Using a digital asset more than once at the same time is called double spending. Since blockchain networks work with a distributed ledger system, every transaction is verified. Transactions performed on networks such as Bitcoin are processed on the blockchain with the approval of the miners. If the same transaction is attempted a second time, full nodes indicate that the transaction is fraudulent. This protects users against the possibility of double spending.
In the case of double spending, one of the paid parties suffers because they did not receive the payment. Let’s explain with an example. You have 100 liras and you buy a coat. Then you want to buy a pair of shoes with the same 100 liras. Such a situation is not possible with fiat money (i.e. with a physical asset). However, it was a significant threat to digital assets until recently.
Bitcoin is not the first digital currency. However, we can say that it is the first successful digital currency. Previous digital currency projects had failed due to many problems. However, the most important reason why Bitcoin survives and is so popular is that it provides solutions to many problems encountered in the infrastructure of digital currencies. One of them is the double spending problem.
Double spending on the Bitcoin network is usually due to user error. Transactions taking place on the Bitcoin network are added to blocks after miners approve them and these transactions cannot be changed. Malicious users can also use the same asset for a different transfer before it is confirmed on the Bitcoin network. People who accept unconfirmed transactions on the Bitcoin network may be the target of a double-spend attack.
On the Bitcoin blockchain, transactions are confirmed by miners. In this way, each transaction is unique but justified for further transactions. Approved data entries prevent transactions from occurring a second time. If the same transaction is desired to be repeated, the nodes participating in the network realize that the transaction is fake and invalidate the transaction.
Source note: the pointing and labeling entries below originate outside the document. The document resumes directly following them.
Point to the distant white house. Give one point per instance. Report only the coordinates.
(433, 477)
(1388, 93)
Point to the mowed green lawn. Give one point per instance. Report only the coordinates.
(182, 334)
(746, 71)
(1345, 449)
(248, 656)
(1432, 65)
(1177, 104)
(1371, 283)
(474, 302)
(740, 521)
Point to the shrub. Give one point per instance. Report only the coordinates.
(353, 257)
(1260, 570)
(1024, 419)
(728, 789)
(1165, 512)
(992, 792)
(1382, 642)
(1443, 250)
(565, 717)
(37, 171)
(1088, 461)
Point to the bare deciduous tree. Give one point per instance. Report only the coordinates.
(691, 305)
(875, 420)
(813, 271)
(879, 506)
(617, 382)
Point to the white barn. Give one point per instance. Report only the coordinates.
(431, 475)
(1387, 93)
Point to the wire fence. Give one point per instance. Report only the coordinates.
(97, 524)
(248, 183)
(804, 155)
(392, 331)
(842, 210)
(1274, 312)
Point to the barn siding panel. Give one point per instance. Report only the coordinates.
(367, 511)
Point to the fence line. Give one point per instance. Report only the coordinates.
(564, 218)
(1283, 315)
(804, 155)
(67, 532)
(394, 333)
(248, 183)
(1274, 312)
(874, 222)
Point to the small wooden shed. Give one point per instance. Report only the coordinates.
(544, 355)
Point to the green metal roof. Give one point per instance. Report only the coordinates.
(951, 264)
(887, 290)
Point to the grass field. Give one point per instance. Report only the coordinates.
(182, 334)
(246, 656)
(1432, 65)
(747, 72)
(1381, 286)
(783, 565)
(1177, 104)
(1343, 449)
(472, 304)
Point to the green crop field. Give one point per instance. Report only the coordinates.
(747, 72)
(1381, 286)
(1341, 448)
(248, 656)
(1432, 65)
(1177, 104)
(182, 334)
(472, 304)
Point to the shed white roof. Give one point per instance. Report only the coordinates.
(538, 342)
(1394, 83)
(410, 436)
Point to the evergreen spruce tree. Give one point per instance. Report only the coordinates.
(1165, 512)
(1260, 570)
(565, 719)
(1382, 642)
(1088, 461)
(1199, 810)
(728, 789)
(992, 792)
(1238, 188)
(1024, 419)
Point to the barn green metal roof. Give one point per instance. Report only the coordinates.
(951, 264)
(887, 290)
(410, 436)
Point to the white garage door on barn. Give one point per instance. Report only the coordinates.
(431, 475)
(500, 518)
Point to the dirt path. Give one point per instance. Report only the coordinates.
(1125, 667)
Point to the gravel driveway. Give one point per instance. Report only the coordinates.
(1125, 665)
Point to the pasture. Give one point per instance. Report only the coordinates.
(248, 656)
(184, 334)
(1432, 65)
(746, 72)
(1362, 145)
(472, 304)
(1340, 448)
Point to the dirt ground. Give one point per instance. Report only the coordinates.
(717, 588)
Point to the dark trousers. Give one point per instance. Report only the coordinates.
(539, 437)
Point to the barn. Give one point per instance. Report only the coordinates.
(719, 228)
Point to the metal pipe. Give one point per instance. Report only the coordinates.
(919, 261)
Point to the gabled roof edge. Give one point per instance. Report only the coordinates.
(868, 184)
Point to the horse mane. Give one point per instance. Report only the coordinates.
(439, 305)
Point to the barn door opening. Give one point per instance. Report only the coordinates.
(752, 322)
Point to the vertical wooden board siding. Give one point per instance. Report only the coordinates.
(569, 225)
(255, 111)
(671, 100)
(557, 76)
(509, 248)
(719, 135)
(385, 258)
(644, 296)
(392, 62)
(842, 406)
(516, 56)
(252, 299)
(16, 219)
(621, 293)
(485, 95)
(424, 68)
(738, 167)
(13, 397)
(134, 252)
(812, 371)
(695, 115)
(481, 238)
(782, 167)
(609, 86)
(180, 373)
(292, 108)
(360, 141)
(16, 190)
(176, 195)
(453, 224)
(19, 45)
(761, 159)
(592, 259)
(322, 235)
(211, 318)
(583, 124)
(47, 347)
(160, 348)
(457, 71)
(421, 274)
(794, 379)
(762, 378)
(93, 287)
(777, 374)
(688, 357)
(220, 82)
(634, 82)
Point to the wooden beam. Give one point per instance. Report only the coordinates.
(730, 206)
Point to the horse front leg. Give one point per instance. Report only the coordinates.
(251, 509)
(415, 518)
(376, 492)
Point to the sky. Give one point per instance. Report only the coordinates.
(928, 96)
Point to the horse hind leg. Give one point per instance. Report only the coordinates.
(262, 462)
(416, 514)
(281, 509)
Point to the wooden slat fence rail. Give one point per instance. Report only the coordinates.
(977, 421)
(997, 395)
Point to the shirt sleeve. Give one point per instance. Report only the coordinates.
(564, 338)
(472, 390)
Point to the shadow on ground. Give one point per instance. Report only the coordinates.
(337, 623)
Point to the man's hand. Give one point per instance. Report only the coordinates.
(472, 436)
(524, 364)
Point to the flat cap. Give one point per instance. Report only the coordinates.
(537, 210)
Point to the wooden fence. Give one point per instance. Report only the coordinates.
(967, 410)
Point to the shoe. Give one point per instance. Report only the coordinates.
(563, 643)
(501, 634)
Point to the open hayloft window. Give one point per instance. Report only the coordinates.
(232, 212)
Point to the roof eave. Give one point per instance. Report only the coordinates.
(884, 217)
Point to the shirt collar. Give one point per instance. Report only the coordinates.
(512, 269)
Bitcoin did not enter our lives only as a currency. The philosophical thought system behind it changed the perspective of monetary systems. At the same time, thanks to its technological infrastructure and open source code, it has enabled the development of many new systems and digital assets. With double spending and solving many problems, thousands of crypto and digital assets have emerged after bitcoin and will continue to do so.
When users perform a transaction on the Bitcoin network, transactions are not added to the blockchain without the miners’ approval. In order for the transaction to be considered valid, it must be processed on the blockchain. The receiving party’s waiting for the transaction to be verified and processed to the blockchain prevents it from being exposed to a double-spend attack. After the transaction is added to the blockchain, crypto assets pass to the receiving side.
The seizure of 51% of the blockchain network by a group or individual and changing the transactions in the blocks is called a 51% attack. Anyone who has taken over half of the Bitcoin network can double-spend within the Bitcoin network. The probability of a 51% attack on the Bitcoin network is possible, but the size of the blockchain network and the large amount of processing power required make the probability of this attack impossible.